Monsieur François Xavier LAUCH Chef de Cabinet,

Ayant pris connaissance de la réponse que vous avez signée le 15 décembre à la lettre adressée à Monsieur le Président de la République par le Docteur Catherine Noël, nous souhaitons vous exprimer notre étonnement  concernant certains des éléments  que vous avez avancés, d’autant plus qu’ils le sont au nom du Président de la République.
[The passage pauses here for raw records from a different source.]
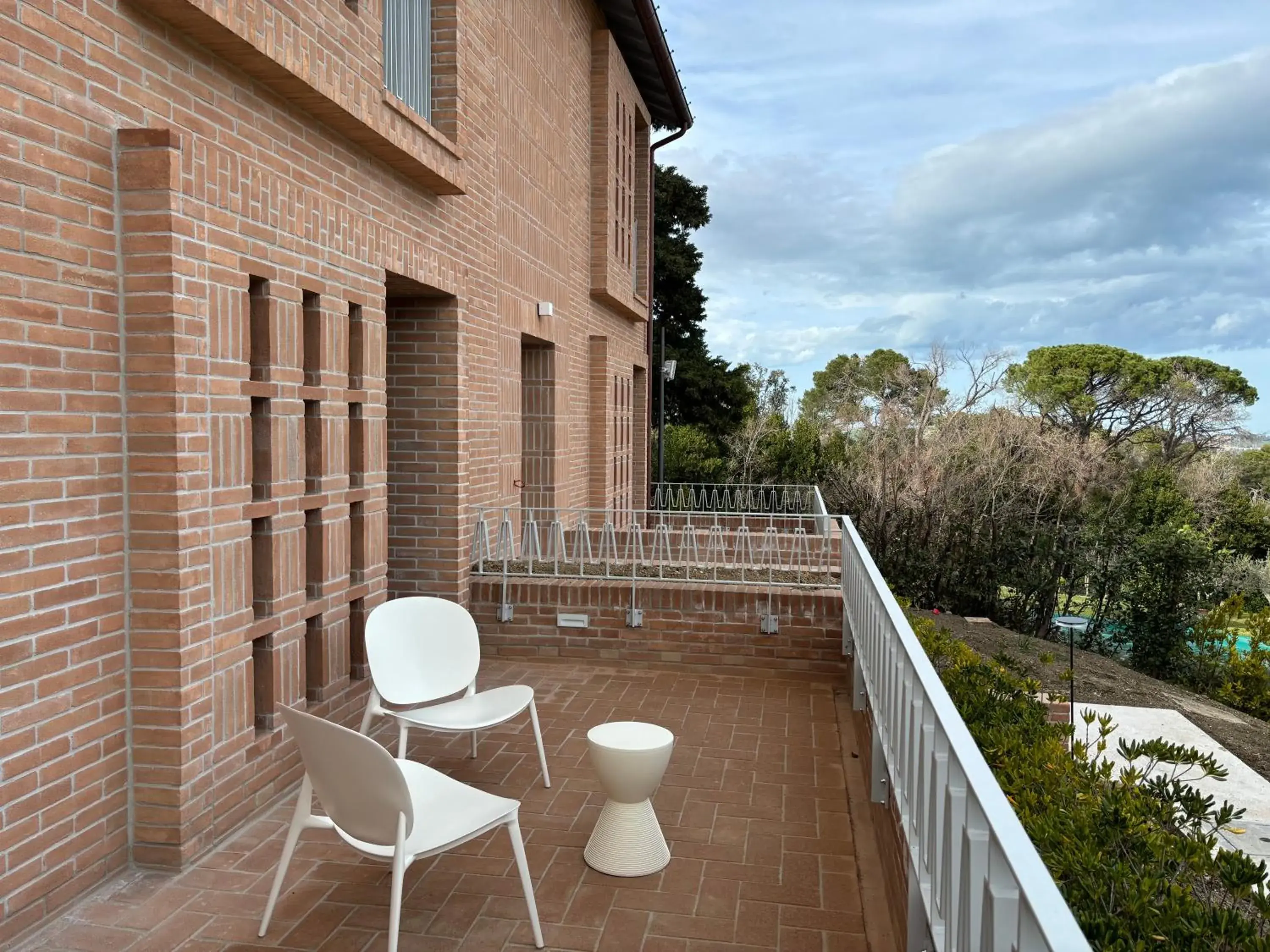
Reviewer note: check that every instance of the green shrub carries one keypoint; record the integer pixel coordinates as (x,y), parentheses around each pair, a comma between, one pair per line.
(1135,857)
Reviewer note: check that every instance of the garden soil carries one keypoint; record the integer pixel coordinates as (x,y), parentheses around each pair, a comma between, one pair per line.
(1099,680)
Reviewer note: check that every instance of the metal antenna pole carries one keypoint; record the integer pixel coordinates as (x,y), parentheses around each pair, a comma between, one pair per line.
(661,410)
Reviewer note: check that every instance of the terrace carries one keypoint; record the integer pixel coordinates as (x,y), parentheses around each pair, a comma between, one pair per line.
(811,804)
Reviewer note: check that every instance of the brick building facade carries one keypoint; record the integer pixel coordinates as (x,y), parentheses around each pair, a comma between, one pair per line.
(267,333)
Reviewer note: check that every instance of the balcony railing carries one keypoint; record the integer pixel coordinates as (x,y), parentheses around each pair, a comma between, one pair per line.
(719,548)
(976,880)
(737,498)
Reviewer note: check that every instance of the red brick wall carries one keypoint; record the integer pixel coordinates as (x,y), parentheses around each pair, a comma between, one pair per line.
(690,625)
(154,167)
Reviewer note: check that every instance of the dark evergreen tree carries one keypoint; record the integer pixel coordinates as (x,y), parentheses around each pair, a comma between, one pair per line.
(707,391)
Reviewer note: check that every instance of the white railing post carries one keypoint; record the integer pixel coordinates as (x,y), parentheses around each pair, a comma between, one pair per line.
(977,883)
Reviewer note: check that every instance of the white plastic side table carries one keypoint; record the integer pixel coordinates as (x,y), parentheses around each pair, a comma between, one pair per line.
(630,758)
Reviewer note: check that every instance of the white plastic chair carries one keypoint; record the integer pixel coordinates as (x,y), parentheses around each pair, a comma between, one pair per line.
(422,649)
(388,809)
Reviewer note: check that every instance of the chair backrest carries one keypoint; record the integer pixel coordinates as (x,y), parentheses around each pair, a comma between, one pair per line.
(357,781)
(421,649)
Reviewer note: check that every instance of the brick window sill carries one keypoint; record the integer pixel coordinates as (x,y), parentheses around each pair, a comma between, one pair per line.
(426,127)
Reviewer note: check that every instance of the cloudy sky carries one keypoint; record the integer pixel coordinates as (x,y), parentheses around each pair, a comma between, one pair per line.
(986,173)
– En tout premier lieu, sur l’évaluation que vous indiquez de la proportion des patients prenant du Levothyrox nouvelle formule qui souffriraient d’effets secondaires, et qui se limiterait à « une infime minorité, moins de 1% ». Ce chiffre ne rend compte en réalité  que du nombre de signalements pris en considération par la base de données de pharmacovigilance de l’ANSM. Il ne tient pas compte de plusieurs éléments :

– d’une part les cas transmis par internet et non pris en compte par le portail national de vigilance parce que les dossiers sont considérés comme incomplets (par exemple absence du numéro de lot du médicament),

– d’autre part les cas en attente d’exploitation dans les Centres Régionaux de Pharmacovigilance (CRPV) qui, débordés par un afflux sans précédent de signalements ont été obligés de recruter des contractuels pour faire face.

 

Mais surtout cette estimation inadaptée de 1% ne tient pas compte de la sous déclaration classique, bien connue des professionnels de pharmacovigilance, en rapport avec l’ignorance ou l’incapacité des patients d’une part, le manque de disponibilité de médecins généralistes ou spécialistes d’autre part. De plus, des effets secondaires tels qu’une altération de l’état général, fatigabilité, troubles de l’humeur ne sont que très rarement déclarés ; symptomatologie très fréquente dans le cas présent.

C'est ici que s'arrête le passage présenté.